Two other tracks on the album have caught my attention this first week. "Latter Days" which is hauntingly beautiful. It opens with "What a beautiful piece of heartache this has all turned out to be, Lord knows we've learned the hard way, all about healthy apathy" Which is a line that simply breaks my heart. There are so many important things represented and so many ideas and discussions I feel like are presented in this song, that opening line walks me right into that discussion and heartbreak."Nothing much here but our broken dreams" So much of the song feels the weight of a relationship, of all the relationships we have, "They've taken a toll these latter days" The piano playing softly in the background only emphasis' the feeling of loneliness as though we two were the only ones talking in the empty, smoke filled bar. The blue light bathing the singer, the darkness filling the room, the smallness adding to the heaviness of the words. We are all tired and lost in the simple, universal feelings presented. "I just don't have much left to say."

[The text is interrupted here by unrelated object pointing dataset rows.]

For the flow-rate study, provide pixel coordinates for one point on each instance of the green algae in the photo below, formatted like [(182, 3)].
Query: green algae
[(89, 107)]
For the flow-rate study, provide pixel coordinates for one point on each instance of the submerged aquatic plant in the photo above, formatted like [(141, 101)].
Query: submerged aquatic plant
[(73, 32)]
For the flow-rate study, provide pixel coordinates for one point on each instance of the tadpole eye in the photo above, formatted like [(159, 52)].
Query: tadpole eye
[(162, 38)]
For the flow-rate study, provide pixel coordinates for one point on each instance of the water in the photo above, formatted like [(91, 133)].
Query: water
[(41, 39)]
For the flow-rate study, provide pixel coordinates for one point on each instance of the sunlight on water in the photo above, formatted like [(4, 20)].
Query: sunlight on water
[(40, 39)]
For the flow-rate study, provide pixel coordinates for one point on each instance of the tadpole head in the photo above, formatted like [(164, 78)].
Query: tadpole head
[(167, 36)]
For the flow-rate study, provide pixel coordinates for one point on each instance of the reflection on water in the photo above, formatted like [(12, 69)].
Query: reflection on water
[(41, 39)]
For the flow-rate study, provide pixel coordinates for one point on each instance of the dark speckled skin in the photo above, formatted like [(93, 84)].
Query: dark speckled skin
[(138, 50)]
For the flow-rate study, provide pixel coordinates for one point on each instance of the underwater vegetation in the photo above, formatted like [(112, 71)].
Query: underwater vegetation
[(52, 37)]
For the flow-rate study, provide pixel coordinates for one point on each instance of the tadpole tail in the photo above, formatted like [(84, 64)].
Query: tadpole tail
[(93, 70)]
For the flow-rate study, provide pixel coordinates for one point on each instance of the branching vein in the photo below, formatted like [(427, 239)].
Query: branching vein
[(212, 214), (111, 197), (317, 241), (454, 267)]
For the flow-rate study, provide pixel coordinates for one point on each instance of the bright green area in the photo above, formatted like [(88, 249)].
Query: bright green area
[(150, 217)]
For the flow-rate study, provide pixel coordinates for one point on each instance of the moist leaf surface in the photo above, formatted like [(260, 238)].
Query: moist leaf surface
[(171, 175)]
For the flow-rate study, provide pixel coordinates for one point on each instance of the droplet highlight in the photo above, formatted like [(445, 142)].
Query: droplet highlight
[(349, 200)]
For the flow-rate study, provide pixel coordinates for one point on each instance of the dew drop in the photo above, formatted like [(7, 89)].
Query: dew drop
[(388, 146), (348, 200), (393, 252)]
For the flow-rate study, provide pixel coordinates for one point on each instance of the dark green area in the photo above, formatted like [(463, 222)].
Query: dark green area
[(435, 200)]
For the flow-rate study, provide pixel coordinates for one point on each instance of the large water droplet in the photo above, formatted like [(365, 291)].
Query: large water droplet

The final title that capture my heart is on out of pure selfishness. "All I Need Is Everything" aches of my own personal story. "Slow down, hold still, it's not as if it's a matter of will." The song presents the tension, both in the quicker (for this band) pacing and in the lyrics themselves between wanting so much more and having no way of gaining all the things needed. It's a waiting, learning, and acceptance of what we have and of what God will give us. "I tense up, my mind goes numb, there's nothing harder than learning to receive" is so true, while constantly begging for more and still having no sense of what we have or what it is we truly need we push for more, begging, and struggling in vain. Also, I find the attitude about being unwilling to accept merely anything just as important, "time to get up off my hands and knees 'cause if I beg for it it won't come, I find nothing but table crumbs" It is here, in these sorts of lines, the tension feels strongest to me. The song challenges the listener to view the powers to change things, what is worth actually receiving and what we must reject so that we can wait for better things. Its a gentle reminder that we have time to wait for the truly good, powerful, and wonderful gifts. The song feels like a representation of the kind of living relationship between God and his people. How we learn, what we can do, and the realization that we can't do everything. We really do need everything, but we have time, and life is about getting there, with God.
Again, maybe that's just me. The band certainly hits me in a mood. Somewhere in the darkness, where there are deep blues, darkest purples, and primarily blackness across the screen. All the things I imagine it would be like if the moon had a "sunset" kind of color. Pulling the deepest parts of night into the horizon before the dawn approached. That's what the songs on "Discount Fireworks" remind me of, our struggles, our nights, our connections with God and our private moments with each other. It'd a deeply personal album. If that mood has been striking you, if the hour is approaching midnight, if you want to stay in that place so you can think, pray, and grow, I suggest that the wayward southern girl, who's always been more comfortable with the southern boys, who is more than a little dirtied in a soul kind of way, I suggest that girl takes this album and uses it. Find something more in the night than what you had before.